For the AAI and the regional offices and agencies with competence in these matters, which must apply Article 19 of Law 2/2023, the interview with the affected person is mandatory as a general rule. The exception will result in those cases in which it is not possible to do so. The most common situation in which it is impossible to carry out the interview will be when the affected person refuses to carry out the interview.

The impossibility of conducting the interview must be accredited and proven with total certainty, and vague and generic formulas cannot be accepted to declare the impossibility of conducting the interview.

7.  What is the consequence if the affected person is not interviewed?

Failure to conduct the interview, except when there is an impossibility, will lead to the nullity of the proceedings, and this is because the absence of an interview does not constitute a mere procedural defect that annuls it, but is configured as a genuine right to defense of the affected party, and in this case the suppression of this right causes defenselessness and thus the nullity of the proceedings.

For this reason, those responsible for the information system must take special care  to carry out this test, and this to avoid nullity defects that may affect all actions.

Complaints in the field of labour law.

TELMA VEGA FELGUEROSO Labour and Social Security Inspector in Barcelona.
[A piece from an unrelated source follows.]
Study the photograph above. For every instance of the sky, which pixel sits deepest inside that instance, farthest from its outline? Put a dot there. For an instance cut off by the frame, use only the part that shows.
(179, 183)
Associate Professor at the Universitat Pompeu Fabra.

 The first problem faced by the person in charge of an internal information system when receiving and processing a complaint in the field of labour law is to determine whether or not a complaint is susceptible to being processed in accordance with Law 2/2023. The answer, as we shall see, is not unique, but requires an initial prior analysis of the complaint, as will be explained in the following responses.

8.   Will complaints of serious or very serious infringements with economic damage to Social Security be processed?

This case, the simplest, arises when the complaint received can be classified as serious or very serious and the facts denounced cause economic damage to the Social Security. In this case, without a doubt, the information received in accordance with Law 2/2023 must be processed and the informant will also have the right to protection.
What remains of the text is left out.